All in all, it would not be surprising if some civil servants did indeed see in Raab’s bullying an opportunity to get rid of a leading member of a government that has abused them so badly. Perhaps he sowed the seeds of his own destruction.
But there is a much broader concern here. The Conservatives have thoroughly demoralised the civil service, removed its most able leaders, and impaired its ability to recruit the brightest and the best. They have cowed it by showing that the way to advancement is not to offer ministers candid advice, but to tell them what they want to hear. They have corroded the essential trust between ministers and civil servants on which good governance depends.

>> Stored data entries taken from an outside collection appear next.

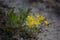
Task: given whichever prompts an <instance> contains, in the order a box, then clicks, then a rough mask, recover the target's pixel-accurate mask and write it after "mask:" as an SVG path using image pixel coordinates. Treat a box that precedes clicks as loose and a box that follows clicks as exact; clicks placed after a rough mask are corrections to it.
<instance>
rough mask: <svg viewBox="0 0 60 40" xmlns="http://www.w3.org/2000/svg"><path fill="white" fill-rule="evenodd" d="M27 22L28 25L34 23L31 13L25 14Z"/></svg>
mask: <svg viewBox="0 0 60 40" xmlns="http://www.w3.org/2000/svg"><path fill="white" fill-rule="evenodd" d="M27 22H28V26H33V25H34V18H33V17H32V16H31V15H30V16H27Z"/></svg>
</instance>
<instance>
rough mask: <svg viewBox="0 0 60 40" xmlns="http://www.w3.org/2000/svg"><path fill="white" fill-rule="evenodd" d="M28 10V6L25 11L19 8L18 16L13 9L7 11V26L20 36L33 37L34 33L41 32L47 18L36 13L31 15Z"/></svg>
mask: <svg viewBox="0 0 60 40" xmlns="http://www.w3.org/2000/svg"><path fill="white" fill-rule="evenodd" d="M30 11H31V8H28V10H27V12H25V11H24V10H23V9H22V8H19V12H20V14H19V15H20V16H19V17H18V16H16V15H15V14H14V9H11V10H10V11H9V12H8V15H7V16H8V24H9V25H10V26H9V28H13V29H14V30H16V31H17V32H18V34H19V35H20V36H21V37H26V36H27V37H33V35H34V33H36V32H37V33H38V32H42V31H43V30H45V29H46V28H47V26H48V24H49V23H48V21H47V19H46V18H45V17H43V16H42V15H41V14H39V13H37V14H35V15H34V16H33V15H31V14H30ZM8 30H11V29H8ZM12 31H13V30H12ZM13 32H14V31H13Z"/></svg>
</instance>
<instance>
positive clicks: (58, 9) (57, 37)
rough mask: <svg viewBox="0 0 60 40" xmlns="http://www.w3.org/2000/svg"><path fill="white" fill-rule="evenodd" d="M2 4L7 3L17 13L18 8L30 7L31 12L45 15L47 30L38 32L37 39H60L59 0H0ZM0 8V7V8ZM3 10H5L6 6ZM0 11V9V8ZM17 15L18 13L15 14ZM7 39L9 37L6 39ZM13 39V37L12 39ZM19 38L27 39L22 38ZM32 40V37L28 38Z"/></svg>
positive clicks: (25, 10) (59, 15)
mask: <svg viewBox="0 0 60 40" xmlns="http://www.w3.org/2000/svg"><path fill="white" fill-rule="evenodd" d="M0 1H2V2H3V4H4V5H5V4H6V5H8V7H14V8H15V13H18V8H23V9H24V10H25V11H26V10H27V8H29V7H31V8H32V13H31V14H34V13H40V14H42V15H43V16H45V17H46V19H48V21H49V23H50V24H49V27H48V30H47V31H46V32H44V33H40V34H38V37H39V39H38V40H60V0H43V1H42V0H38V1H37V2H35V1H32V0H31V1H28V0H0ZM0 9H1V8H0ZM2 9H4V10H5V9H6V10H5V12H7V10H8V9H7V8H6V7H5V8H2ZM0 11H1V10H0ZM17 15H18V14H17ZM7 40H9V39H7ZM14 40H15V39H14ZM20 40H29V39H23V38H21V39H20ZM30 40H32V39H30Z"/></svg>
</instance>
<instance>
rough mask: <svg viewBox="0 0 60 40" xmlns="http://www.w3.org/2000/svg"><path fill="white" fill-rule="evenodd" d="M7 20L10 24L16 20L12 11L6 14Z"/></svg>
mask: <svg viewBox="0 0 60 40" xmlns="http://www.w3.org/2000/svg"><path fill="white" fill-rule="evenodd" d="M8 19H9V21H10V22H11V23H12V22H14V21H15V20H16V19H17V16H16V15H15V14H14V9H11V10H10V11H9V13H8Z"/></svg>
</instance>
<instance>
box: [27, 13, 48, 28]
mask: <svg viewBox="0 0 60 40" xmlns="http://www.w3.org/2000/svg"><path fill="white" fill-rule="evenodd" d="M35 17H36V19H34V18H33V17H32V16H31V15H29V16H27V22H28V24H27V25H28V26H29V27H31V26H34V24H36V25H39V24H40V23H41V21H44V23H45V24H46V25H48V21H47V20H45V17H43V16H41V15H39V14H35Z"/></svg>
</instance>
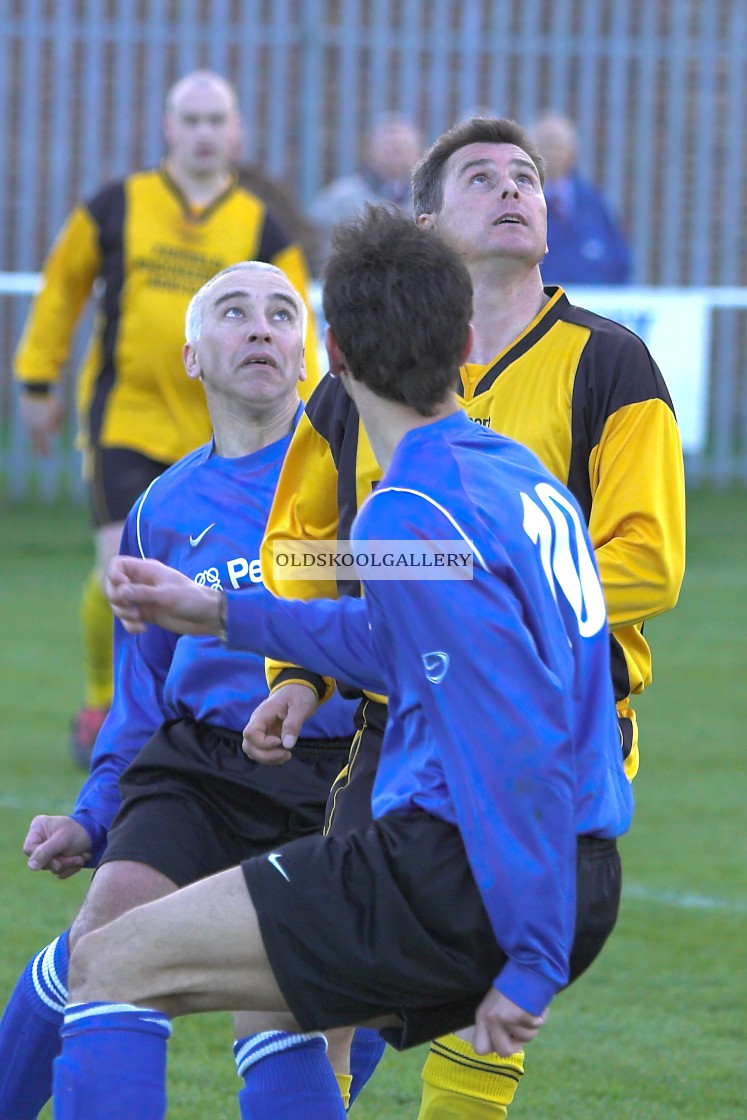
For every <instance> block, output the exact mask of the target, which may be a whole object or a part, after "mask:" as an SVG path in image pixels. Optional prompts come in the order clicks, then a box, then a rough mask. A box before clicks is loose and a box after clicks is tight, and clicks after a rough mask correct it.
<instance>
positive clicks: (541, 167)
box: [412, 116, 544, 217]
mask: <svg viewBox="0 0 747 1120" xmlns="http://www.w3.org/2000/svg"><path fill="white" fill-rule="evenodd" d="M469 143H513V144H515V146H516V148H521V149H522V151H525V152H526V155H527V156H529V158H530V159H531V160H532V162H533V164H534V166H535V167H536V170H538V174H539V176H540V183H541V185H542V186H544V160H543V158H542V155H541V152H540V149H539V148H538V146H536V143H535V142H534V140H533V139H532V137H531V136H530V134H529V132H527V131H526V129H524V128H522V125H521V124H519V123H517V121H510V120H507V118H505V116H501V118H492V116H473V118H470V119H469V120H468V121H461V122H460V123H459V124H455V125H452V128H450V129H448V130H447V131H446V132H442V133H441V136H440V137H439V138H438V140H437V141H436V142H435V143H433V144H431V147H430V148H429V149H428V151H427V152H426V155H424V156H422V157H421V159H420V160H418V162H417V164H415V167H414V169H413V171H412V199H413V204H414V212H415V217H418V216H419V215H420V214H436V213H438V211H440V208H441V206H442V205H443V170H445V168H446V164H447V160H448V159H449V157H450V156H454V153H455V151H459V149H460V148H466V147H467V144H469Z"/></svg>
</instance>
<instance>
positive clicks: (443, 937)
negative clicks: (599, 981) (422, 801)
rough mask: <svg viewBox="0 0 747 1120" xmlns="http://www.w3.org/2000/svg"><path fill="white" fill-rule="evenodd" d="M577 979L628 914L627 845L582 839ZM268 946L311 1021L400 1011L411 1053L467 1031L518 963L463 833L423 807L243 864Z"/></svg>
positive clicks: (287, 988)
mask: <svg viewBox="0 0 747 1120" xmlns="http://www.w3.org/2000/svg"><path fill="white" fill-rule="evenodd" d="M577 868H578V870H577V931H576V940H575V943H573V951H572V954H571V962H570V964H571V980H575V979H576V978H577V977H578V976H580V973H581V972H582V971H583V970H585V969H586V968H588V967H589V964H590V963H591V961H592V960H594V959H595V956H596V955H597V954H598V952H599V950H600V949H601V946H603V945H604V943H605V941H606V940H607V937H608V936H609V934H610V932H611V930H613V927H614V925H615V922H616V920H617V909H618V905H619V894H620V885H622V874H620V862H619V856H618V852H617V846H616V843H615V841H614V840H598V839H595V838H590V837H581V838H579V843H578V864H577ZM242 871H243V874H244V878H245V880H246V886H248V887H249V892H250V895H251V897H252V903H253V905H254V908H255V909H256V913H258V917H259V922H260V930H261V932H262V941H263V943H264V949H265V951H267V954H268V958H269V961H270V964H271V967H272V971H273V972H274V976H276V979H277V981H278V984H279V986H280V990H281V991H282V993H283V996H284V998H286V1002H287V1004H288V1007H289V1008H290V1010H291V1011H292V1014H293V1015H295V1017H296V1019H297V1020H298V1023H299V1025H300V1027H301V1029H302V1030H325V1029H328V1028H330V1027H342V1026H353V1025H355V1024H361V1023H365V1021H366V1020H368V1019H372V1018H375V1017H379V1016H382V1015H391V1014H394V1015H398V1016H399V1017H400V1019H401V1020H402V1027H401V1029H399V1028H398V1029H386V1030H383V1032H382V1034H383V1035H384V1037H385V1038H386V1040H387V1042H390V1043H391V1044H392V1045H393V1046H395V1047H396V1048H398V1049H404V1048H407V1047H409V1046H418V1045H419V1044H420V1043H423V1042H427V1040H428V1039H430V1038H438V1037H439V1036H440V1035H445V1034H449V1033H450V1032H454V1030H458V1029H460V1028H463V1027H467V1026H469V1025H471V1024H473V1023H474V1021H475V1011H476V1009H477V1007H478V1005H479V1004H480V1001H482V1000H483V998H484V997H485V995H486V993H487V991H488V990H489V988H491V984H492V983H493V981H494V980H495V978H496V976H497V974H498V972H499V971H501V969H502V967H503V964H504V963H505V959H506V958H505V955H504V954H503V952H502V951H501V949H499V948H498V945H497V943H496V941H495V936H494V934H493V928H492V926H491V922H489V918H488V916H487V913H486V911H485V907H484V905H483V900H482V897H480V894H479V890H478V889H477V885H476V884H475V880H474V878H473V875H471V871H470V869H469V864H468V861H467V856H466V852H465V849H464V844H463V841H461V836H460V833H459V831H458V829H456V828H455V827H454V825H452V824H448V823H446V822H445V821H441V820H438V819H437V818H435V816H431V815H430V814H428V813H424V812H422V811H414V812H411V813H389V814H386V815H385V816H383V818H381V819H380V820H377V821H374V823H373V824H372V825H371V827H370V828H367V829H365V828H364V829H360V830H357V831H355V832H351V833H348V836H346V837H335V836H326V837H318V836H317V837H308V838H307V839H305V840H299V841H298V842H297V843H293V844H288V846H287V847H286V848H282V849H281V850H280V851H279V852H273V853H272V859H271V860H270V859H268V857H267V856H264V857H262V858H260V859H252V860H249V861H248V862H244V864H242Z"/></svg>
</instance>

Through their collective bullying of Whitehall, in other words, the Tories have turned the “Rolls Royce” civil service into the timid, ineffectual institution that they always claimed it was. Their criticisms have become self-fulfilling, and the consequences are painfully apparent.
Would Truss and her chancellor, Kwasi Kwarteng, have pressed ahead with their calamitous mini-Budget last October had they not been so contemptuous of “Treasury orthodoxy”? Would an official of Olly Robbins’ stature not have spotted the pitfalls of the Northern Ireland protocol? Would the government have wasted billions of pounds on personal protective equipment had it not bypassed normal public-sector procurement procedures during the Covid pandemic? I very much doubt it.
Seldon, the biographer of successive prime ministers, and Newell chronicle Johnson’s war with the civil service in their forthcoming book, Johnson at 10: The Inside Story, which is being serialised in the Times.
They conclude with this anecdote: “On his final full day as prime minister, Johnson had lunch with [Cabinet Secretary] Case. ‘I made a mistake alienating Whitehall so badly,’ he told him. To the end Johnson would say what he thought people wanted to hear. But experience nevertheless, not least in Covid and Ukraine, had taught him that officials served him often much better than his aides. His last day. Too late. Too late.”
How sad, and how tragic for the country.